Police officers have been given discretion in determining whether or not a driver has failed a field sobriety test. The police officer will subjectively determine if the driver has either performed to standard, passed, or failed the test. This can be problematic for drivers because in many cases the police officer already suspects the driver is intoxicated and simply conducts the exercise to bolster the evidence against the driver. Therefore, most drivers will benefit from refusing to participate in a field sobriety exercise. Unlike chemical tests for alcohol and drug use, field sobriety exercises are voluntary and the driver can refuse to participate.
Contact an Experienced Florida DUI Attorney
If you were arrested for DUI after participating in a field sobriety exercise, it is important that you hire an experienced DUI lawyer to protect your rights. At Florida Law Advisers, P.A. our DUI lawyers use their skill and experience to defend clients in all DUI matters.

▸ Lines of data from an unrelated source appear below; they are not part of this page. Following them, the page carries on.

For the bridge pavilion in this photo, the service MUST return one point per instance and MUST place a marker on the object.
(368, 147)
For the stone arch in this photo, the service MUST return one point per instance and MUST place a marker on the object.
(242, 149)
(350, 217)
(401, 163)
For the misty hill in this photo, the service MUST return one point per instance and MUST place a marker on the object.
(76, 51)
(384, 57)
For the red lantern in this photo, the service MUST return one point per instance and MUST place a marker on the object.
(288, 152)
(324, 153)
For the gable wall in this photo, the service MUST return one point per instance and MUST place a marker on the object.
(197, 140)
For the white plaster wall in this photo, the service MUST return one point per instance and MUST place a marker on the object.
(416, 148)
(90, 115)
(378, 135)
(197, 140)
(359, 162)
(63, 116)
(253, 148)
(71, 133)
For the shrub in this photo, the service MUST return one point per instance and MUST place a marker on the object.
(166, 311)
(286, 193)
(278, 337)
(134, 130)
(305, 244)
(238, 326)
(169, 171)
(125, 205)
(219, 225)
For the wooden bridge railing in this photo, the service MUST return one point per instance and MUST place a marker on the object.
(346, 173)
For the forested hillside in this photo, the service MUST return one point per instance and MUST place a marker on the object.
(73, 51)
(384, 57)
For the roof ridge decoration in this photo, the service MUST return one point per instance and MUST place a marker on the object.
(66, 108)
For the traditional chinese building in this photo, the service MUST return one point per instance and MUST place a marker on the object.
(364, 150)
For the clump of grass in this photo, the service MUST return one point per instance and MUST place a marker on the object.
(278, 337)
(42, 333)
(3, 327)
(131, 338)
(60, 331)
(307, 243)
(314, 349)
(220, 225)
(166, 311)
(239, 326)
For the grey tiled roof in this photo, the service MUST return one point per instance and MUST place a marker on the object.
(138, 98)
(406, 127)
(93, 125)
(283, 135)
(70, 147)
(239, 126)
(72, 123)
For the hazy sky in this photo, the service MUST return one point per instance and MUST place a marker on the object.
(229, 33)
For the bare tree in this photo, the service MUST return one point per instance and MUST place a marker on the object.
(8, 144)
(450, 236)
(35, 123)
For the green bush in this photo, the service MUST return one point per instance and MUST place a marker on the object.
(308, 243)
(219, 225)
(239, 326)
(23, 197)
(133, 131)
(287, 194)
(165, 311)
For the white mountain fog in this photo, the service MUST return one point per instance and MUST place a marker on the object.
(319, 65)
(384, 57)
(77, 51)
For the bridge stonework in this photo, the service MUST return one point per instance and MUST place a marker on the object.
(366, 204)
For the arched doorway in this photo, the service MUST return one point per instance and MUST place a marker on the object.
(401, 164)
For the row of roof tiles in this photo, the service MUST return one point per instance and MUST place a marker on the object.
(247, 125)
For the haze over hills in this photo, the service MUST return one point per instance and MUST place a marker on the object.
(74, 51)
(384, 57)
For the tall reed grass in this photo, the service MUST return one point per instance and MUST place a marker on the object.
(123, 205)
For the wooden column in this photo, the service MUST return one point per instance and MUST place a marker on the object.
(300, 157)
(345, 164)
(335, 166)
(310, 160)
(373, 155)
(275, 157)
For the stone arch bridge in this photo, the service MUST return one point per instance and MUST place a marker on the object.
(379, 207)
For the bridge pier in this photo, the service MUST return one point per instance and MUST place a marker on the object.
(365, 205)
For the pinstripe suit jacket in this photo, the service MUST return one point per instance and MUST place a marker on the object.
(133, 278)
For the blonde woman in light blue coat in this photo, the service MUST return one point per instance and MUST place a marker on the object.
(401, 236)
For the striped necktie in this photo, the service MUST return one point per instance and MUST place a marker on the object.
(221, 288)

If you agreed to a field sobriety exercise, we can demand a copy of the videotape prior to trial and review it with you. Our DUI lawyers are well trained in field sobriety tests and can identify errors by the police officer and other grounds to challenge your arrest. If the police officer did not adhere to the required field sobriety guidelines, we may be able to get the results of your field sobriety test thrown out of court and the charges against you dropped.
The 3 Standardized Field Sobriety Tests Used by Florida Police Officers:
One-Leg Stand – The police officer will ask the driver to stand on one foot with the other foot lifted 6 inches off of the ground. The officer will then ask the driver to count out loud by thousands (ex. one thousand and one, one thousand and two…) while maintaining his or her balance. The driver is expected to continue counting until the officer requests him to stop. The One-Leg Stand exercise should last for about 30 seconds.
Horizontal Gaze Nystagmus (HGN) – Nystagmus refers to an involuntary jerking motion in the eyes. During the HGN exercise, the police officer will hold an object (usually a pen) in front of the driver and ask the driver to follow the object with his eyes. If the driver is not capable of following the object, or if his eyes begin twitching, this is viewed by police officers as an indication of drug use or intoxication.
Walk & Turn – The police officer will instruct the driver to take several steps in a straight line while touching heel to toe, then turn around and repeat the action in the opposite direction.
In addition to these three exercises, a police officer may request the driver to perform other non-standardized field sobriety exercises. These non-standardized field sobriety exercises can include the finger-to-nose test, counting backwards, recitation of the alphabet, and other balancing exercises.